Saturday 23 July 2011

Beijing diverts water from neighboring province to quench thirst

SHIJIAZHUANG, July 22 (Xinhua) -- A reservoir in north China's Hebei Province was opened on Thursday to send water to Beijing.

The Hebei provincial bureau of water resources said on Friday that the Huangbizhuang Reservoir will send 120 million cubic meters of water to the capital. The bureau will take the reservoir's water volume into consideration as it decides how much water it will send throughout the rest of the year.

The water supply is being diverted to Beijing through a 307-km-long water canal. The canal is part of the unfinished 1,400-km-long middle route of China's South-North Water Diversion Project, which is slated for completion in 2014.

This is the third time that Beijing has received water from the reservoir. During the 2008 Beijing Olympics, the city received 435 million cubic meters of water, accounting for 65 percent of the city's water consumption during the event.
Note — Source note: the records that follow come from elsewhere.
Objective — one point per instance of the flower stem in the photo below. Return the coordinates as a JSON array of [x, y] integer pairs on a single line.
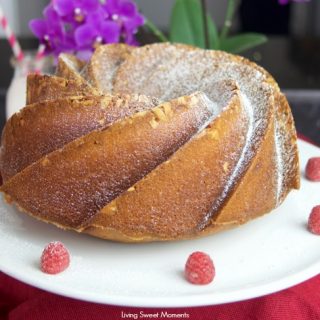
[[228, 19], [205, 24], [156, 31]]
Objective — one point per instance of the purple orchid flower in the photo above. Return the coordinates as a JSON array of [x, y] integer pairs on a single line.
[[284, 2], [97, 30], [50, 32], [78, 26]]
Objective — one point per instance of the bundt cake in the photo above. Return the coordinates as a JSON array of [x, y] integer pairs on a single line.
[[161, 142]]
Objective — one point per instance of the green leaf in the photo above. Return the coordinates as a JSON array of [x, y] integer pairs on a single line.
[[242, 42], [186, 25]]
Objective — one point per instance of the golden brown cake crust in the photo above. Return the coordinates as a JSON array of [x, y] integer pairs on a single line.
[[45, 88], [70, 67], [43, 127], [223, 153], [104, 63]]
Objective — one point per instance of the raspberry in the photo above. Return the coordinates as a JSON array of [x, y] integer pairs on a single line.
[[199, 268], [313, 169], [314, 220], [55, 258]]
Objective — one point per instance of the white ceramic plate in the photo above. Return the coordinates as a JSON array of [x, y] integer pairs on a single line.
[[266, 255]]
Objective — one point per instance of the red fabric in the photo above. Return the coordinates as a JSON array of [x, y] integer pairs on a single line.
[[20, 301]]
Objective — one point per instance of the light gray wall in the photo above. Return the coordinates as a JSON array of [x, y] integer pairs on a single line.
[[306, 17]]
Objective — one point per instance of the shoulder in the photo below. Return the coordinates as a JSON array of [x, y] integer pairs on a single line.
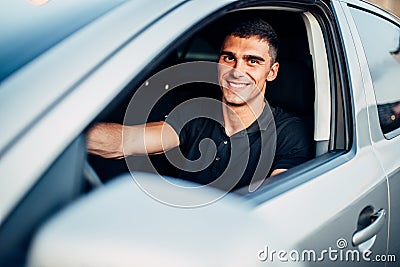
[[294, 135], [290, 123]]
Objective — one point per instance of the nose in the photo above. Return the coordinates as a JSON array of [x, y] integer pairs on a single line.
[[238, 69]]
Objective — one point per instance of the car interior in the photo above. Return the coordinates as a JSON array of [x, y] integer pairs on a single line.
[[293, 90], [298, 89]]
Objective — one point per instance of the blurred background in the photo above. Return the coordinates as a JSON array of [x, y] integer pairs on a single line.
[[391, 5]]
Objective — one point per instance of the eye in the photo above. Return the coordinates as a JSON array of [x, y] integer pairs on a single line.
[[253, 61], [228, 58]]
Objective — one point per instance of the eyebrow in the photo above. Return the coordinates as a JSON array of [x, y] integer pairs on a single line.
[[246, 56]]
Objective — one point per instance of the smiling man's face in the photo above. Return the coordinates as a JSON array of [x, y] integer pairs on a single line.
[[245, 66]]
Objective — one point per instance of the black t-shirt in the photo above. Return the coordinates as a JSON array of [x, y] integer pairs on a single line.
[[276, 140]]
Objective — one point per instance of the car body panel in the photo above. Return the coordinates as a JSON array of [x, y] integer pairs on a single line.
[[385, 148], [312, 206], [29, 123]]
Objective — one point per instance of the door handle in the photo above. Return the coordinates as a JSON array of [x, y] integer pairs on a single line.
[[378, 221]]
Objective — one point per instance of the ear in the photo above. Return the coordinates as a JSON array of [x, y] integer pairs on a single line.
[[273, 72]]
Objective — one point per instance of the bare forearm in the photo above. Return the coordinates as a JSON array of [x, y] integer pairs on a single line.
[[111, 140], [105, 139]]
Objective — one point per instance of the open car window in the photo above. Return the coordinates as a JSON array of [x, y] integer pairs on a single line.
[[306, 84]]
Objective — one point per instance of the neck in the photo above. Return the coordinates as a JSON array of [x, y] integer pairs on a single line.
[[238, 118]]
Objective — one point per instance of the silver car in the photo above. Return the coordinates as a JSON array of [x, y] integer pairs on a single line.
[[68, 64]]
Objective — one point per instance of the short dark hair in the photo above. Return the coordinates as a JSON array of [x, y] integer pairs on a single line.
[[246, 28]]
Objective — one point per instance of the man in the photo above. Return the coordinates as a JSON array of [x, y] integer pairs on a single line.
[[241, 134]]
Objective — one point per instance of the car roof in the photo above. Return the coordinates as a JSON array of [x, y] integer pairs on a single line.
[[27, 30], [57, 35]]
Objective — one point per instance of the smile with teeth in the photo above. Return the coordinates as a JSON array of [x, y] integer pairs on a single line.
[[237, 85]]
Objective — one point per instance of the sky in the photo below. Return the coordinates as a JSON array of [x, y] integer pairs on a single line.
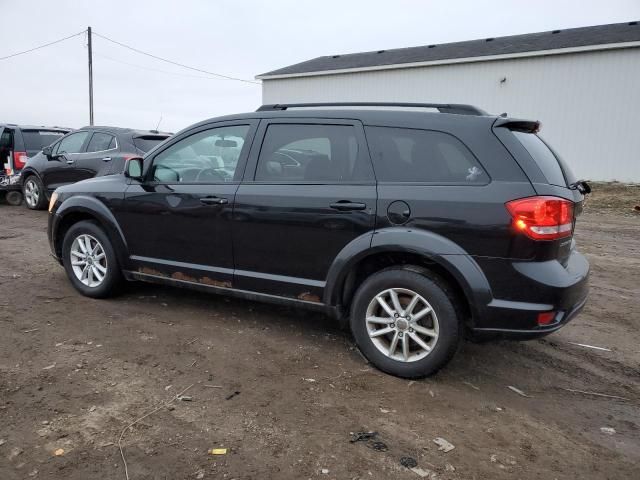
[[238, 38]]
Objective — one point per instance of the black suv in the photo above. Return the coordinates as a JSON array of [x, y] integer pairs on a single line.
[[84, 153], [17, 144], [412, 226]]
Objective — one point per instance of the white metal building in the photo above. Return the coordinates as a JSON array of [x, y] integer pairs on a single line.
[[583, 84]]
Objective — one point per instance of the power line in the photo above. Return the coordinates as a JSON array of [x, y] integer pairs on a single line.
[[43, 46], [176, 63], [99, 55]]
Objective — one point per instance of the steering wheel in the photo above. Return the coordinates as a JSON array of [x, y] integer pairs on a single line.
[[209, 174]]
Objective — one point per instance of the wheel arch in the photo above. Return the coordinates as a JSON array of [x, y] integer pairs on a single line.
[[79, 208], [412, 249]]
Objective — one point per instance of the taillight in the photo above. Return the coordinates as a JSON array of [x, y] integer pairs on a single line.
[[19, 160], [542, 218]]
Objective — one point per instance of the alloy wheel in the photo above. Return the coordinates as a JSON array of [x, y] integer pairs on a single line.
[[402, 324], [88, 260], [31, 193]]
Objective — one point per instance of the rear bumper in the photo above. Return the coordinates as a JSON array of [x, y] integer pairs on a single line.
[[530, 288]]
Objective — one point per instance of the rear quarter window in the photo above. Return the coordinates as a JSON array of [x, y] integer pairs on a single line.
[[146, 143], [553, 168], [424, 156]]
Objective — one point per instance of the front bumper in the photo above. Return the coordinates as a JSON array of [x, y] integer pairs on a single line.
[[526, 289]]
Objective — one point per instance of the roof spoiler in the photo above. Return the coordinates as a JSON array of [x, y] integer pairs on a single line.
[[457, 108], [528, 126]]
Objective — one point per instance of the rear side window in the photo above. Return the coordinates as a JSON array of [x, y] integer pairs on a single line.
[[146, 143], [311, 153], [411, 155], [100, 142], [545, 158], [38, 139]]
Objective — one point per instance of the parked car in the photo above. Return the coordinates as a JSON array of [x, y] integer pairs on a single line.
[[84, 153], [17, 144], [441, 222]]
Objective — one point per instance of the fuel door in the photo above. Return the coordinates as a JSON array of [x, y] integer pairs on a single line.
[[398, 212]]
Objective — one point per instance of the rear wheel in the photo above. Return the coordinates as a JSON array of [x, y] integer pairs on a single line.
[[90, 260], [405, 323], [33, 192], [14, 198]]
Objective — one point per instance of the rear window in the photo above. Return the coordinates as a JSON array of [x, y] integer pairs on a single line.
[[38, 139], [553, 168], [411, 155], [147, 142]]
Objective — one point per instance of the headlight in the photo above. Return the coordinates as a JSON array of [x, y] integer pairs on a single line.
[[52, 202]]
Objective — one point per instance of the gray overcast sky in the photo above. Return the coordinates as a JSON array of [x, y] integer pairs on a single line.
[[240, 38]]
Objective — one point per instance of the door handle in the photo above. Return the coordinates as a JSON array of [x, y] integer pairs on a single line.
[[214, 201], [345, 205]]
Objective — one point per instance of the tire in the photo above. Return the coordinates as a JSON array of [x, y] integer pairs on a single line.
[[34, 194], [85, 277], [14, 198], [443, 323]]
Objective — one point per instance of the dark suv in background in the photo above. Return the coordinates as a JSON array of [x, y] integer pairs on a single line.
[[412, 225], [84, 153], [17, 144]]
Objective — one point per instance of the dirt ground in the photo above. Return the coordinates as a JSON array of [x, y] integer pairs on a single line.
[[74, 372]]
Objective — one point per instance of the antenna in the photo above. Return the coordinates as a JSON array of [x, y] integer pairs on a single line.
[[158, 125]]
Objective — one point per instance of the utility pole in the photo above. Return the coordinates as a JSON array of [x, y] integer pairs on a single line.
[[90, 76]]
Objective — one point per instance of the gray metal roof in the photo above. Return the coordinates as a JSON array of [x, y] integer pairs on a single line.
[[530, 42]]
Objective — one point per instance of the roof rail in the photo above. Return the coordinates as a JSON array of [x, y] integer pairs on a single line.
[[457, 108]]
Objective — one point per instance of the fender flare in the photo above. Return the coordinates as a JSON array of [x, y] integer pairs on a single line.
[[434, 248], [89, 205]]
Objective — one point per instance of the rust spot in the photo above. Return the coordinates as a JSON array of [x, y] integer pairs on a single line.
[[215, 283], [183, 277], [309, 297], [151, 271]]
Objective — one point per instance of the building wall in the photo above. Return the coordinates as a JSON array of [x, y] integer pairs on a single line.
[[588, 103]]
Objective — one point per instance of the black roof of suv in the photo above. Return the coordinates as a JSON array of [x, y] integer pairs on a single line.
[[410, 226]]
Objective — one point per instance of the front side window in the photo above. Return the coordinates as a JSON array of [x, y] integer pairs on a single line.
[[310, 153], [73, 143], [210, 156], [411, 155], [100, 142], [38, 139]]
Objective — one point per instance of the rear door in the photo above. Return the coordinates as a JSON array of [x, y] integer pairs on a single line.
[[308, 191]]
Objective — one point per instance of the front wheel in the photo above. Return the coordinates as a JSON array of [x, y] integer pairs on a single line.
[[90, 260], [33, 192], [405, 323]]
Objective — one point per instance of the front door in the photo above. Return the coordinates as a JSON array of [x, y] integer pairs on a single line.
[[308, 191], [177, 222], [61, 168]]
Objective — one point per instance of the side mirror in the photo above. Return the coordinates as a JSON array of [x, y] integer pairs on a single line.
[[133, 168]]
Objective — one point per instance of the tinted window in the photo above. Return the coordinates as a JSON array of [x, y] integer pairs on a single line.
[[100, 142], [544, 157], [72, 143], [38, 139], [407, 155], [206, 157], [144, 144], [311, 153]]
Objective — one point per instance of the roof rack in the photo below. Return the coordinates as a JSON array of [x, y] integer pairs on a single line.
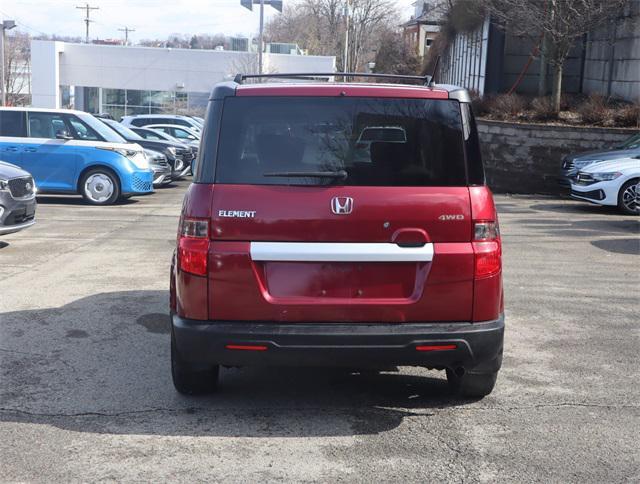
[[311, 76]]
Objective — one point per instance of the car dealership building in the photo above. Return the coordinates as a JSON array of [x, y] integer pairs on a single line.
[[126, 80]]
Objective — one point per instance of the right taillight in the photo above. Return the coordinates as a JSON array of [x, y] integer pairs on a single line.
[[487, 249], [193, 246]]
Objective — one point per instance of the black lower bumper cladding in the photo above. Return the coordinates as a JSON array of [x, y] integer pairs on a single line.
[[473, 346]]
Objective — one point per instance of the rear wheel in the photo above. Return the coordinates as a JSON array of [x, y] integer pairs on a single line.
[[471, 385], [190, 381], [629, 197], [100, 186]]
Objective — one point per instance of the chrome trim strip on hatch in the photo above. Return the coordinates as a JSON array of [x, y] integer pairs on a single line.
[[338, 252]]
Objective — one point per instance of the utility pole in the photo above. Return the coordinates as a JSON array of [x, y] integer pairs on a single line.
[[346, 40], [4, 26], [261, 37], [87, 20], [248, 4], [126, 31]]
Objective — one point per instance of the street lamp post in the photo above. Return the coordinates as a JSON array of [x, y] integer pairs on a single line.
[[261, 39], [248, 4], [4, 26]]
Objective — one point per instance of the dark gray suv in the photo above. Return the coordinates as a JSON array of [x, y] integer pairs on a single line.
[[17, 199]]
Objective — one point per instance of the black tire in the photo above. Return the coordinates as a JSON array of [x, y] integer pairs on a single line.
[[188, 381], [626, 206], [471, 385], [105, 180]]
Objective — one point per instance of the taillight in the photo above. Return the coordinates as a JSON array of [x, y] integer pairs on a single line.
[[487, 249], [193, 246]]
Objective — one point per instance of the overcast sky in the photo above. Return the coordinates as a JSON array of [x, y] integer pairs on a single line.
[[150, 18]]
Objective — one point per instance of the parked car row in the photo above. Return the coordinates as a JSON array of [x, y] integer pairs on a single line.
[[610, 177], [72, 152]]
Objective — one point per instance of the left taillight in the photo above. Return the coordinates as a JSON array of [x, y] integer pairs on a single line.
[[193, 246], [487, 249]]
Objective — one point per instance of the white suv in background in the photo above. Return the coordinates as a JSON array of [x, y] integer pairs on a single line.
[[614, 182], [140, 120]]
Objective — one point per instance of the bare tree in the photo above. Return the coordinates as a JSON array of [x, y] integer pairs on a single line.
[[395, 55], [17, 61], [559, 22], [320, 25]]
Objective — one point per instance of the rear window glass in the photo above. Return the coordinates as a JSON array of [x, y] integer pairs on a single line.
[[346, 141], [12, 123]]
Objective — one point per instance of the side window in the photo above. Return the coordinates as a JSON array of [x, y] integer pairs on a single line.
[[13, 123], [45, 125], [151, 136], [475, 170], [82, 131], [179, 133]]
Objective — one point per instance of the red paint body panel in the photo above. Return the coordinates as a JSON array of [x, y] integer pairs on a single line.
[[241, 289], [303, 214], [352, 90]]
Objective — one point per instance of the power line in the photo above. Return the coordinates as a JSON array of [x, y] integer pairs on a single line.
[[126, 31], [87, 20]]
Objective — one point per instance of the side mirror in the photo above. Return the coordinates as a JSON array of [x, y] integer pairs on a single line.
[[63, 134]]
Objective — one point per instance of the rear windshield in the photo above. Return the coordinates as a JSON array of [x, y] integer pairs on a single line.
[[346, 141]]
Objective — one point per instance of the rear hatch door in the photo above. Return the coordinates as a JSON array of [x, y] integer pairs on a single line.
[[334, 210]]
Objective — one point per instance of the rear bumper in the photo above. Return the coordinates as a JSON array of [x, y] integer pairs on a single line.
[[477, 347]]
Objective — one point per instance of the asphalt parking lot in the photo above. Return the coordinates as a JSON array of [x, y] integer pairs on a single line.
[[86, 394]]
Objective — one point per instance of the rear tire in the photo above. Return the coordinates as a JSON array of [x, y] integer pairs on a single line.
[[100, 186], [190, 381], [629, 198], [471, 385]]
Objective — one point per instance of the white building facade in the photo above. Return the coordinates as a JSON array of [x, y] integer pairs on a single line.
[[133, 80]]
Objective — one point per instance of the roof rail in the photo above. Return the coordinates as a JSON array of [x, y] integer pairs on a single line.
[[311, 76]]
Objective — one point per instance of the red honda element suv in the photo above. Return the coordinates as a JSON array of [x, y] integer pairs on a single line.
[[338, 224]]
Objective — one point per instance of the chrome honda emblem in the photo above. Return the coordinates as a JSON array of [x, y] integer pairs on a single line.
[[342, 205]]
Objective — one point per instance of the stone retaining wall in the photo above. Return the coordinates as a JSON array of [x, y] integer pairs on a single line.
[[526, 158]]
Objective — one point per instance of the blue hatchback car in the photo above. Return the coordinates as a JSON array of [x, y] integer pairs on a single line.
[[72, 152]]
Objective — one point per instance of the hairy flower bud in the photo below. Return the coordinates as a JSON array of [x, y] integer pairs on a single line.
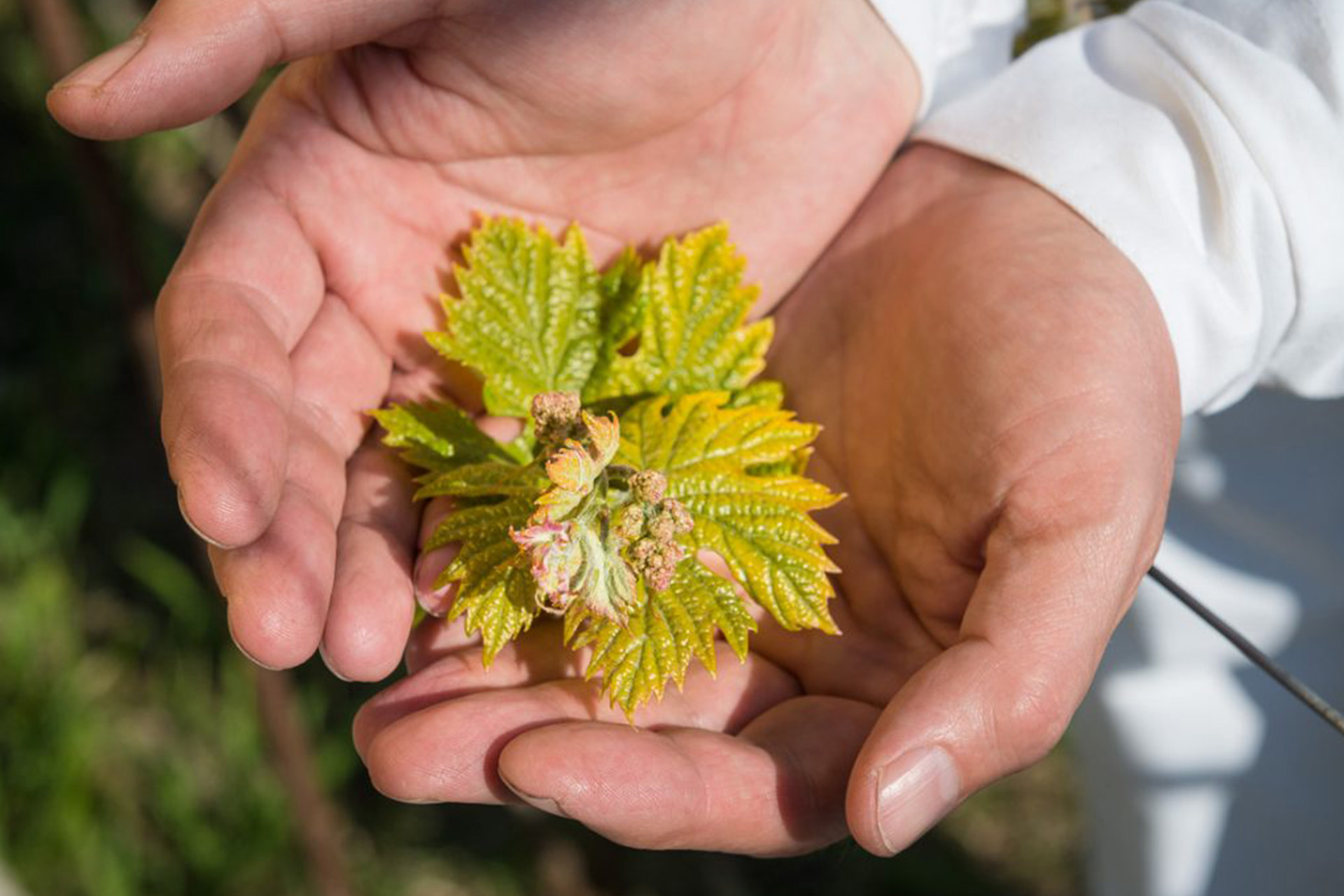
[[555, 559], [555, 415], [629, 523], [656, 562], [680, 517], [648, 486]]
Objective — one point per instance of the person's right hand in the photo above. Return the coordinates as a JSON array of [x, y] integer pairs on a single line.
[[1000, 402], [300, 298]]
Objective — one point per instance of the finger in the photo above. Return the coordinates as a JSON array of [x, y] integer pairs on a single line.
[[534, 659], [238, 301], [279, 586], [776, 789], [192, 58], [997, 700], [435, 638], [372, 608], [448, 752], [435, 598]]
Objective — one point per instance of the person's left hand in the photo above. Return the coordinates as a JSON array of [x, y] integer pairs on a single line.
[[314, 269], [1000, 403]]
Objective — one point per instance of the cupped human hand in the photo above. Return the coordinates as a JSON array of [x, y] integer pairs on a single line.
[[315, 265], [1000, 405]]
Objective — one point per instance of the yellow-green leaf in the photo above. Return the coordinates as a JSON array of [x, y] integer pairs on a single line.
[[694, 333], [528, 315], [437, 437], [496, 590], [662, 636], [721, 463]]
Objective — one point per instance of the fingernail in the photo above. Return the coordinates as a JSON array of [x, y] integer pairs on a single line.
[[428, 568], [101, 69], [244, 650], [182, 508], [545, 804], [914, 792], [321, 652]]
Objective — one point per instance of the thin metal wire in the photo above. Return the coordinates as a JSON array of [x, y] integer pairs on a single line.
[[1278, 673]]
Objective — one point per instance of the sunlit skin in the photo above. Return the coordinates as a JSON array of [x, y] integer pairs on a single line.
[[1002, 409], [995, 379], [314, 269]]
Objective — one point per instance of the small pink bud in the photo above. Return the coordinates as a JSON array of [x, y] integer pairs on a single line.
[[648, 486]]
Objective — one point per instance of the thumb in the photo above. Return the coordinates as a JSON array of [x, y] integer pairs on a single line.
[[192, 58], [995, 703]]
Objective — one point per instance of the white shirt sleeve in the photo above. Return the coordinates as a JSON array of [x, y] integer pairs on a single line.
[[1206, 140], [955, 45]]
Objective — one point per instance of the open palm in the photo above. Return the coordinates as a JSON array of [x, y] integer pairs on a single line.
[[315, 266], [1000, 403]]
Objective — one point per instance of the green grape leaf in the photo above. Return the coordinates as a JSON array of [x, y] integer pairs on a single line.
[[496, 590], [528, 316], [484, 480], [713, 457], [437, 437], [660, 637], [694, 333]]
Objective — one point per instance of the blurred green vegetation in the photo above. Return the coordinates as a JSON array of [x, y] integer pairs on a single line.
[[134, 758]]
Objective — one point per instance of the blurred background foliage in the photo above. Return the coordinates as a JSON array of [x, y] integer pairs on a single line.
[[139, 751]]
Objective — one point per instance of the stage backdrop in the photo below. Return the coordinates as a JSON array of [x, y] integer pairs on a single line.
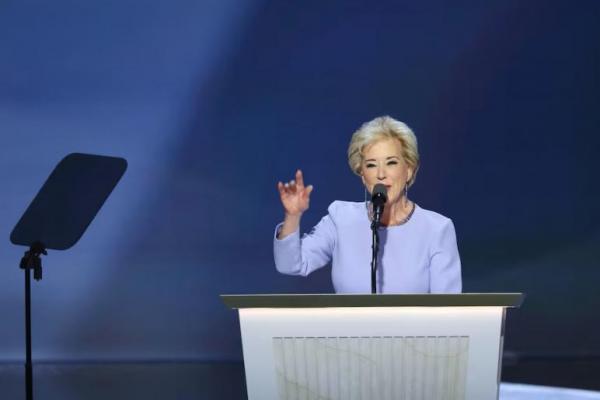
[[213, 102]]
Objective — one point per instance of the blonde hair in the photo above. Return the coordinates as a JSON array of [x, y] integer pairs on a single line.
[[383, 128]]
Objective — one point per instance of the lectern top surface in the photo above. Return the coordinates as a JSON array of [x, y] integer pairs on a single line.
[[373, 300]]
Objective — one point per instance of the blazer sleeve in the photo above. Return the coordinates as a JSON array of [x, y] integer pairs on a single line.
[[301, 256], [445, 267]]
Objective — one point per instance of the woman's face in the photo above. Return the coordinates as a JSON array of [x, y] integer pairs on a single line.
[[383, 163]]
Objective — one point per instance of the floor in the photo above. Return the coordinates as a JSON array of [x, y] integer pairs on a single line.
[[192, 380]]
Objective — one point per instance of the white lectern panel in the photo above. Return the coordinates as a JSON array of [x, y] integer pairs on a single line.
[[372, 353]]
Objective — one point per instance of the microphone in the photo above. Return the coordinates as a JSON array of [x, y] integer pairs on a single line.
[[378, 199]]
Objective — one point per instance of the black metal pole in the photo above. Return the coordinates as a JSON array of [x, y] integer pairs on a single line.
[[28, 363], [375, 249]]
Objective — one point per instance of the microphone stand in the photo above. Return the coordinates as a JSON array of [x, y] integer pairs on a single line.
[[375, 248]]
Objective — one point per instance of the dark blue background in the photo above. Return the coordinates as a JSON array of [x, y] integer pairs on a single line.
[[213, 102]]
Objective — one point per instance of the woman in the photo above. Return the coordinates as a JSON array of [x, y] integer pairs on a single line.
[[417, 250]]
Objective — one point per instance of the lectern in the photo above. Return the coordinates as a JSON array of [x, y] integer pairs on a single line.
[[373, 347]]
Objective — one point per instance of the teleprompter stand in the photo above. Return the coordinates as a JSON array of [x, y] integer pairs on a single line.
[[57, 218]]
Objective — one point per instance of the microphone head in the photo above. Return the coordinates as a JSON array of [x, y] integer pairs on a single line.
[[379, 194]]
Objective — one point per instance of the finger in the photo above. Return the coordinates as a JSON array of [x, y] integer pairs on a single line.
[[308, 191], [300, 179], [281, 188]]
With Beijing's permanent population approaching 20 million, the city's water crisis has become aggravated. Official figures suggest that the city's per capita water resource availability has dropped to 100 cubic meters a year, or one-tenth of the United Nations' "danger threshold."
Past water diversion efforts have helped to prevent the excessive exploitation of underground water during times of peak water consumption.